A Wall Street ieri il titolo Nvidia è salito dell’1,6%, risvegliando l’interesse degli investitori per tutto il settore che si era attenuato nelle scorse settimane sulle preoccupazioni per le valutazioni elevate delle megacap e per il tempo che gli investimenti nell’intelligenza artificiale avrebbero potuto impiegare per incrementare la crescita dei ricavi.
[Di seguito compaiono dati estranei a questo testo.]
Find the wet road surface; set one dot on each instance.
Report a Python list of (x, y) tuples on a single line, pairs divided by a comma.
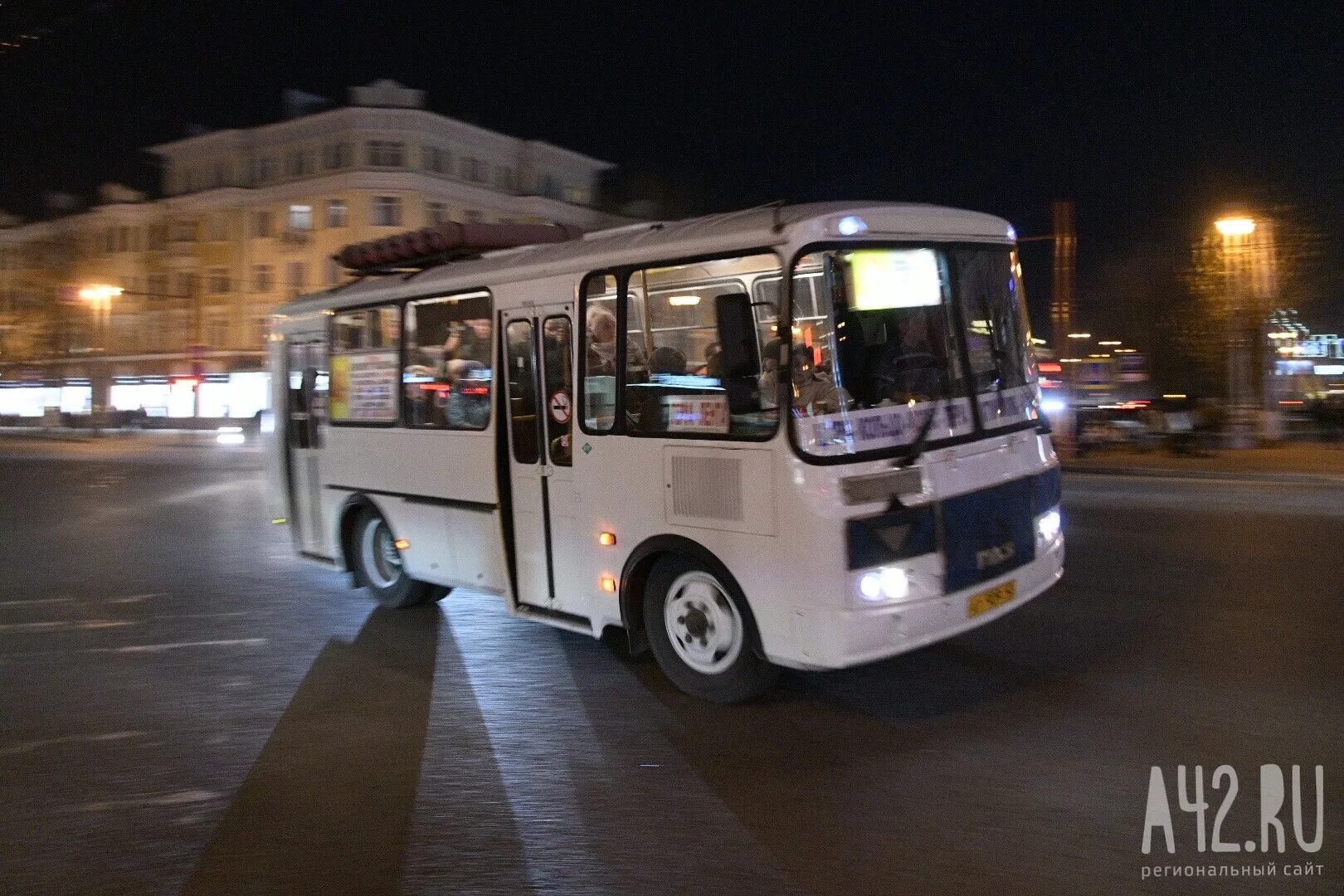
[(187, 707)]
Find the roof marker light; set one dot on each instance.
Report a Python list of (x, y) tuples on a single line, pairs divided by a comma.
[(851, 225)]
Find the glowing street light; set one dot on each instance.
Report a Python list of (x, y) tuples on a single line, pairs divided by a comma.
[(100, 293), (1235, 226)]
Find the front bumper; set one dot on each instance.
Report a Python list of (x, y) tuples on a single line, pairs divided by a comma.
[(850, 637)]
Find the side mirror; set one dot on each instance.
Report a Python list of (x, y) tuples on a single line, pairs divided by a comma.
[(739, 355)]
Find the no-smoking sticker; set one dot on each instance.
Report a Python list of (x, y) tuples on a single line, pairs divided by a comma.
[(561, 407)]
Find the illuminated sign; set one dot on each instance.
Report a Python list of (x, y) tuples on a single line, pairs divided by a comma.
[(886, 278)]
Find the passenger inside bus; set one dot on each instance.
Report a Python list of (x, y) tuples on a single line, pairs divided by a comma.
[(813, 391), (601, 345)]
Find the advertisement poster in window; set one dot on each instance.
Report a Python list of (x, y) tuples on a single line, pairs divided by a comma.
[(363, 387)]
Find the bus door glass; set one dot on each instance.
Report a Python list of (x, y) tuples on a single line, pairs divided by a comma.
[(305, 412), (539, 358)]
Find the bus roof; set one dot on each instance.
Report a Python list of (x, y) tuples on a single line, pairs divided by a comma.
[(660, 241)]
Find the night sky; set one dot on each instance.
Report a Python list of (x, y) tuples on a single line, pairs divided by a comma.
[(1152, 121)]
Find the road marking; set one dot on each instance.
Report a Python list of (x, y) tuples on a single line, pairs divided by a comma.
[(134, 598), (182, 798), (179, 645), (39, 602), (30, 746), (56, 626)]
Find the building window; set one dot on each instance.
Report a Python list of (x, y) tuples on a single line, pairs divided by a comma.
[(262, 281), (295, 275), (299, 163), (436, 212), (336, 212), (217, 334), (437, 158), (218, 278), (300, 217), (474, 169), (336, 156), (265, 171), (446, 379), (386, 153), (158, 236), (387, 212)]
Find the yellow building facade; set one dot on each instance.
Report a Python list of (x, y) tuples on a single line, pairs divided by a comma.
[(249, 219)]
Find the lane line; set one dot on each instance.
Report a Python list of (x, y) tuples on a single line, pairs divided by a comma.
[(65, 624), (30, 746), (39, 602)]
Meta è salita dello 0,6%, ma, oltre alle megacap, sono saliti altri nomi del settore, comunque potenti, hanno trovato una nuova spinta: i colleghi Sandisk, Western Digital e Seagate Technology Holdings sono aumentati tra l’1,7% e il 4,4% ciascuno
Nvidia non ha rivelato il valore dell’accordo, ma ha sottolineato che include i suoi attuali chip Blackwell e i futuri chip Rubin AI oltre alle installazioni stand alone dei suoi processori centrali Grace e Vera. Nvidia ha introdotto i processori centrali, basati sulla tecnologia di Arm Holdings come compagni dei suoi chip di intelligenza artificiale, a partire dal 2023. Ma l’annuncio di ieri ha segnalato che Nvidia mira a promuovere questi chip anche in altri settori emergenti.
Zuckerberg: con questo accordo offriremo superintelligenza personale a tutti nel mondo
L’annuncio di Nvidia arriva mentre anche Meta sta sviluppando i propri chip di intelligenza artificiale ed è in trattativa con Google per l’utilizzo dei suoi chip Tensor Processing Unit (TPU) per le attività di intelligenza artificiale.
Meta ha detto che la partnership con Nvidia aiuterà ad accelerare la sua strategia di intelligenza artificiale e le capacità di calcolo su larga scala. “Siamo entusiasti di espandere la nostra partnership con Nvidia per costruire cluster all’avanguardia utilizzando la loro piattaforma Vera Rubin per offrire una superintelligenza personale a tutti nel mondo”, ha detto l’amministratore delegato di Meta Mark Zuckerberg.
Secondo gli analisti la collaborazione di è rilievo anche perchè va oltre i processori e include tecnologie di networking e di sicurezza. Oltre ai chip, Meta con questo accordo espanderà l’uso della piattaforma di networking Ethernet Spectrum-X di Nvidia per migliorare l’efficienza e la capacità di trasferimento dati dei data center. Inoltre l’azienda ha adottato la tecnologia Confidential Computing di Nvidia per WhatsApp per abilitare funzionalità IA avanzate, mantenendo la privacy degli utenti.
Gli analisti suggeriscono che, nonostante la crescente concorrenza e lo sviluppo interno dei chip, la strategia integrata hardware e software di Nvidia rimane un vantaggio competitivo chiave.